To read the rule, you need to understand that the stuff inside quote marks represents abstract trees in some computer langauge which we want to manipulate. What the "domain PLSQL" phrase says is, "use the PLSQL parser" to process the quoted string content, which is how it knows. (DMS has lots of langauge parsers to choose from). The terms
"expression" and "select_item" are grammatical constructs from the language of interest, e.g., PLSQL in this case. See the railroad diagrams in your PLSQL reference manual.
The backslash represents escape/meta information rather than target langauge syntax.
What the rule says is, transform those parsed elements which are select_items
that are composed solely of an expression \e, by converting it into a select_item consisting of the same expression \e and the corresponding column ( \column(\e) ) presumably based on position in the select item list for the specific table. You'd have to implement a column function that can determine the corresponding name from the position of the select item. In this example, I've chosen to define the column function to accept the expression of interest as argument; the expression is actually passed as the matched tree, and thus the column function can determine where it is in the select_items list by walking up the abstract syntax tree.
This rule handles just the select items.
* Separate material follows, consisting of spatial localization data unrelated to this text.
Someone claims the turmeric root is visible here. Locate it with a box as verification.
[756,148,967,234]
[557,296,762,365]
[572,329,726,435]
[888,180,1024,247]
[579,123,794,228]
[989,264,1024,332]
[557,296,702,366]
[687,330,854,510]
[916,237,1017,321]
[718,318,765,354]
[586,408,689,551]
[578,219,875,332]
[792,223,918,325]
You'd add more rules to handle the other various cases of interest to you.
What the transformation system does for you is:
parse the language fragment of interest
build an AST
let you pattern match for places of interest (by doing AST pattern matching)
but using the surface syntax of the target langauge
replace matched patterns by other patterns
compute aritrary replacements (as ASTs)
regenerate source text from the modified ASTs.
While writing the rules isn't always trivial, it is what is necessary if your problem
is stated as posed.
The XML suggested solution is another way to build such ASTs. It doesn't have the nice pattern matching properties although you may be able to get a lot out of XSLT. What I don't know is if the XML has the parse tree in complete detail; the DMS parser does provide this by design as it is needed if you want to do arbitrary analysis and transformation.